L’opposition parlementaire dans la constitution algérienne:De la négation à la reconnaissance explicite

L’opposition parlementaire dans la constitution algérienne:De la négation à la reconnaissance explicite

L’évolution de l’opposition parlementaire est passée par quatre étapes.

L’opposition parlementaire dans la Constitution algérienne et les systèmes comparés ont fait l’objet hier d’une journée d’étude organisée par le ministère des Relations avec le Parlement au siège du Centre familial de Ben Aknoun -Alger. Devant des membres du gouvernement, des parlementaires et de nombreux enseignants et étudiants, les conférenciers sont revenus en détail sur l’évolution de l’opposition parlementaire dans la Constitution algérienne depuis l’indépendance.
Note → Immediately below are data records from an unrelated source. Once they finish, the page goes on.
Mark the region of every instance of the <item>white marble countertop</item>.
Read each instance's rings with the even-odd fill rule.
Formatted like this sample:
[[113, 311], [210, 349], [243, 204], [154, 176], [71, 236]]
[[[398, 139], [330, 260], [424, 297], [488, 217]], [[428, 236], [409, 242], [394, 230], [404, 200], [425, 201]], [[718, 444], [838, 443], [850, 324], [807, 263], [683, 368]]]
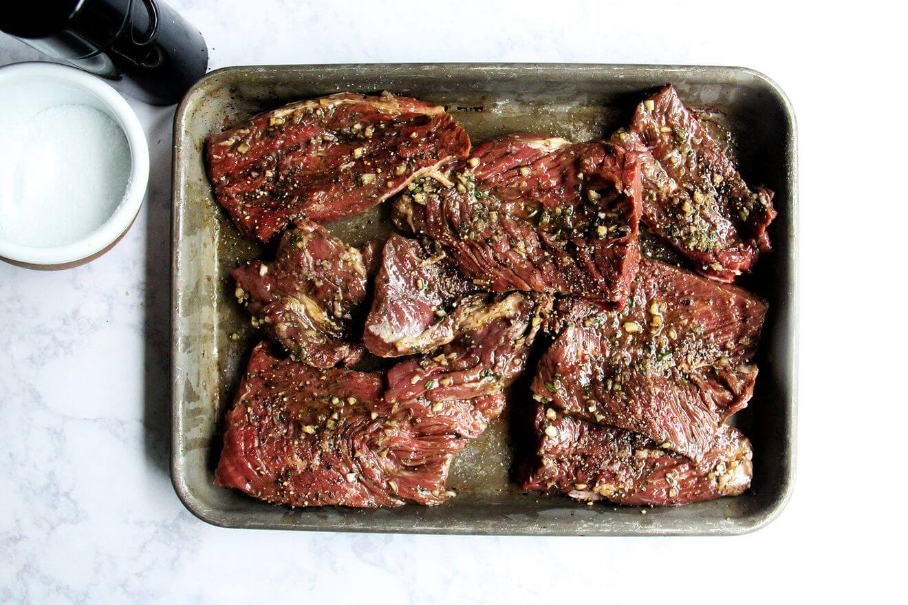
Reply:
[[[775, 78], [800, 139], [794, 495], [769, 527], [732, 539], [268, 532], [196, 520], [168, 471], [173, 108], [133, 103], [152, 177], [127, 236], [71, 271], [0, 263], [0, 603], [766, 602], [790, 590], [875, 602], [895, 588], [908, 403], [908, 132], [893, 71], [903, 19], [870, 2], [847, 14], [795, 3], [169, 4], [205, 35], [212, 68], [663, 63]], [[0, 38], [0, 63], [35, 58]]]

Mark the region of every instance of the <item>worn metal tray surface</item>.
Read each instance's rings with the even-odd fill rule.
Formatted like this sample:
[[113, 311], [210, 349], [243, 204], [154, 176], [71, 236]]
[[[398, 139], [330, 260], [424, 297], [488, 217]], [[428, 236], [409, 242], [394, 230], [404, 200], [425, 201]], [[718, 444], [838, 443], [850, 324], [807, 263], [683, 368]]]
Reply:
[[[241, 238], [205, 178], [203, 142], [225, 125], [283, 103], [339, 91], [392, 91], [446, 105], [474, 142], [514, 130], [575, 141], [607, 136], [633, 107], [670, 82], [684, 101], [721, 117], [745, 178], [776, 192], [775, 252], [743, 283], [771, 312], [760, 375], [737, 423], [755, 451], [753, 488], [737, 498], [664, 509], [593, 506], [524, 492], [509, 481], [514, 428], [508, 414], [458, 457], [437, 507], [291, 510], [213, 485], [220, 423], [252, 343], [228, 272], [261, 253]], [[173, 133], [173, 484], [201, 519], [242, 528], [478, 534], [733, 534], [762, 527], [791, 493], [796, 368], [796, 166], [794, 120], [784, 94], [755, 72], [730, 67], [591, 64], [373, 64], [231, 67], [186, 95]], [[359, 245], [389, 230], [381, 207], [329, 228]], [[511, 390], [509, 408], [528, 392]]]

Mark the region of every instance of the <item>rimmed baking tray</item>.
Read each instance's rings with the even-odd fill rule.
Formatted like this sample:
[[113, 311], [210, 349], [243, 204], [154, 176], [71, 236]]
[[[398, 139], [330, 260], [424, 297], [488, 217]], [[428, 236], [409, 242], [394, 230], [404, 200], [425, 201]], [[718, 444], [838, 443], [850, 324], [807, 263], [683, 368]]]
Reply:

La comparaison des lois consacrant l’opposition parlementaire en Algérie avec celles existantes dans d’autres pays était aussi à l’ordre du jour. Présentant une communication sous le thème «L’opposition parlementaire: lecture dans la Constitution algérienne», le professeur Messaoud Chihoub, a souligné qu’ elle est passée par quatre étapes, la non-reconnaissance allant de 1962 à 1988, période du parti unique, la reconnaissance timide correspondant à la révision de la Constitution de 1989 introduisant le pluralisme politique, celle de la reconnaissance intervenant avec la révision de la Constitution en 1996, et enfin l’étape de la consolidation ou la reconnaissance explicite qui correspond à la dernière Constitution adoptée en 2016.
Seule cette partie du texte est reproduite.